# **Reinforcement Learning** [SOW-BKI258]
## Practical 1: Introduction (demos)

In today's practical, we will have some fun with modern RL tools and software. We will explore some demos and
examples that illustrate the usefulness, interest (and fun) of RL algorithms and how easy it is to use them with modern software tools.

**NOTE:** This week's practical is merely a demonstration/tutorial. There is no assignment to hand-in. In part 2, we
will superficially explore some advanced topics in modern RL and see a concrete demo, but most of the content of this
 demo (models and environments) are beyond the scope of this course. Thus, you are not asked to understand the models used and you will not be evaluated about this content.

# 1. `OpenAI-gym`

We will start by going through the basics of [OpenAI Gym](https://www.gymlibrary.dev/index.html), the most popular choice to define environments and agent-environment interactions. It comes with a set of handy tools as well as pre-defined (classical) RL environments / tasks. The use of `gym` will come up several times during the practical exercises, so try to get an early grasp of the basic concepts involved (these will, of course, be explained in the coming weeks).

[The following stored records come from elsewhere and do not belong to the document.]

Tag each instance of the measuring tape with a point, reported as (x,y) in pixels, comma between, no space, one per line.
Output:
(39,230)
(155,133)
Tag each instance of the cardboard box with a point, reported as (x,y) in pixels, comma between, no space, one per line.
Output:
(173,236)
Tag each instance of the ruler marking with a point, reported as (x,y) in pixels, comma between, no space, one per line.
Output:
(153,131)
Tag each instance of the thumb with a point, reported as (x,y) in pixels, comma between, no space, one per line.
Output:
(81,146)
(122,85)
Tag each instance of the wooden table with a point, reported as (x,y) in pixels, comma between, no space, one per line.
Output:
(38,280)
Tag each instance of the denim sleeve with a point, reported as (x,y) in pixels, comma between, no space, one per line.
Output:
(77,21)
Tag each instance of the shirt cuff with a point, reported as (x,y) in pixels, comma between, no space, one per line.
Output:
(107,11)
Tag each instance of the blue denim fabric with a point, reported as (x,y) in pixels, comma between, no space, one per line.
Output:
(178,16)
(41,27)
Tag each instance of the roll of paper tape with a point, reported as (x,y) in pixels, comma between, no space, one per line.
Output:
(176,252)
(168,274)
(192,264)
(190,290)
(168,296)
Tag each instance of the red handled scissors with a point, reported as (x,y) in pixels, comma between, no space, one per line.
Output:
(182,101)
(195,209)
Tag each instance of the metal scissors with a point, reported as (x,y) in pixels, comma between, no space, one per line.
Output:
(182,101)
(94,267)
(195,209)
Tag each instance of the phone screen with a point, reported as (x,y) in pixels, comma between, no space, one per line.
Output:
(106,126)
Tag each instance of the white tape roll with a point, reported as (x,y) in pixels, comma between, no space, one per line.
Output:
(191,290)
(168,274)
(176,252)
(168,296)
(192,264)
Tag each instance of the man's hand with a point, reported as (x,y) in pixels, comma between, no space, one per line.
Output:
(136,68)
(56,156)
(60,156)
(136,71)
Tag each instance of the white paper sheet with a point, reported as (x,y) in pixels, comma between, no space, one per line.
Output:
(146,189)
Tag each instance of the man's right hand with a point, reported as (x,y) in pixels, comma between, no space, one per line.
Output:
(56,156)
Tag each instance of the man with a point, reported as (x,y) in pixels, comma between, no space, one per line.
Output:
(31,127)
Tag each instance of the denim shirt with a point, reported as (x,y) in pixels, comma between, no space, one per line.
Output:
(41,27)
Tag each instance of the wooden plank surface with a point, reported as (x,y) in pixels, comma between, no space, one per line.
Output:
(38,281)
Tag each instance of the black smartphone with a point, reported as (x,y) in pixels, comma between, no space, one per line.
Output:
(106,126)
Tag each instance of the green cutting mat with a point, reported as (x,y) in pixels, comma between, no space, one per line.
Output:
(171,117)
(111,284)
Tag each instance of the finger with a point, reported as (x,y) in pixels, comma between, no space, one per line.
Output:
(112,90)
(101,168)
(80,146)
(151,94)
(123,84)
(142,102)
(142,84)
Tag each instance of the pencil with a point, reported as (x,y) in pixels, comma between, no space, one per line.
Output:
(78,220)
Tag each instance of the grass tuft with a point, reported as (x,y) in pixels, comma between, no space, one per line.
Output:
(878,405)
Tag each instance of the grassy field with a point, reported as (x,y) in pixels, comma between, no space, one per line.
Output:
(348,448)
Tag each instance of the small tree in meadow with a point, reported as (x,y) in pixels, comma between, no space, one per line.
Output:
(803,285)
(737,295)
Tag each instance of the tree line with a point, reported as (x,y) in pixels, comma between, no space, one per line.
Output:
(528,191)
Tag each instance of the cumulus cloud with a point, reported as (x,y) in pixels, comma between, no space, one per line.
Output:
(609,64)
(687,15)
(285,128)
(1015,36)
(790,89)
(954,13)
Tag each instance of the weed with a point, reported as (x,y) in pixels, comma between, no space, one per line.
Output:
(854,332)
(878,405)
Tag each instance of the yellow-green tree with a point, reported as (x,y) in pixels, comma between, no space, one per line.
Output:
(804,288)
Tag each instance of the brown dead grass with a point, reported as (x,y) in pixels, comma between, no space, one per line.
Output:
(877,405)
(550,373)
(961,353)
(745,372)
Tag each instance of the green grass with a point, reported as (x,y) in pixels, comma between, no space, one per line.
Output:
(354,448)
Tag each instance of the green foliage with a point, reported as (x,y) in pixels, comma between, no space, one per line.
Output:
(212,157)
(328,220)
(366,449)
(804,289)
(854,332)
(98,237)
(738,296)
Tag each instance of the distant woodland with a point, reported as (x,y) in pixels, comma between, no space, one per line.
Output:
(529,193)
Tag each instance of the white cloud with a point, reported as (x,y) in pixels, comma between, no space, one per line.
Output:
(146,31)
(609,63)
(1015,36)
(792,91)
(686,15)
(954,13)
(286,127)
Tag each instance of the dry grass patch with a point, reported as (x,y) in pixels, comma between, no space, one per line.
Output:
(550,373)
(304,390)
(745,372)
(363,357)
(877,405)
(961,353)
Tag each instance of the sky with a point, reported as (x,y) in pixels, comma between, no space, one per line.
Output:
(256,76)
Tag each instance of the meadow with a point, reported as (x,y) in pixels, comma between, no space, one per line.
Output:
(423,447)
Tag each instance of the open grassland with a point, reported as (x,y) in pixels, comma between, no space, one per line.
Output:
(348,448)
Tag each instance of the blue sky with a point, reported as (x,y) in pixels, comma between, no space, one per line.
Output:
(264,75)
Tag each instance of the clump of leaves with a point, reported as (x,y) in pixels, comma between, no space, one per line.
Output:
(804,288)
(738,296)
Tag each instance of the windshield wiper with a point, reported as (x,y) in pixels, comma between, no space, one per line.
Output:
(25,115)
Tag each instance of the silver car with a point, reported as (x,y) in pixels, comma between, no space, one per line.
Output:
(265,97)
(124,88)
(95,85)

### 1.1. Let's look at a couple of example of a classic RL task: the `LunarLander` and the `CartPole` environments.

In [10]:
## make sure the version of installed Python (in your environment) is one of: Python 3.8, 3.9, 3.10, 3.11

##You may need to install some packages initially, 
## for Mac users, un-comment the following lines to complete the installation

#pip install gymnasium 
#pip install swig
#pip install 'gymnasium[box2d]'


#For Windows users, copy and run the following commands in the Anaconda terminal window
# pip install gymnasium 
# pip install swig
# pip install 'gymnasium[box2d]'

In [11]:
import gymnasium as gym
import matplotlib.pyplot as plt

In [12]:
# load the gym environment and set the render mode to "human" for us to visualize the outputs

env = gym.make("LunarLander-v2", render_mode="human")
# seed the action space and environment (so the results can be reproduced)
env.action_space.seed(42)
observation, info = env.reset(seed=42)
# randomly sample the action space (take random actions) to see how the environment looks like
for _ in range(1000):
	observation, reward, terminated, truncated, info = env.step(env.action_space.sample())
	if terminated or truncated:
		observation, info = env.reset()

env.close()

In [13]:
env = gym.make('CartPole-v1', render_mode="human")
env.action_space.seed(42)
observation, info = env.reset(seed=42)
for _ in range(1000):
	env.render()
	observation, reward, terminated, truncated, info = env.step(env.action_space.sample())
	if terminated:
		observation, info = env.reset()
env.close()

In [21]:
env = gym.make('BipedalWalker-v3', render_mode="human")
env.action_space.seed(42)
observation, info = env.reset(seed=42)
for _ in range(1000):
	env.render()
	observation, reward, terminated, truncated, info = env.step(env.action_space.sample())
	if terminated:
		observation, info = env.reset()
env.close()

KeyboardInterrupt: 

We can check the attributes and methods of the environments to understand what it is made of. I advise you to check
the official documentation and, for example, [this tutorial](https://www.gymlibrary.dev/content/basic_usage/) to gain a better insight into `gym` environments.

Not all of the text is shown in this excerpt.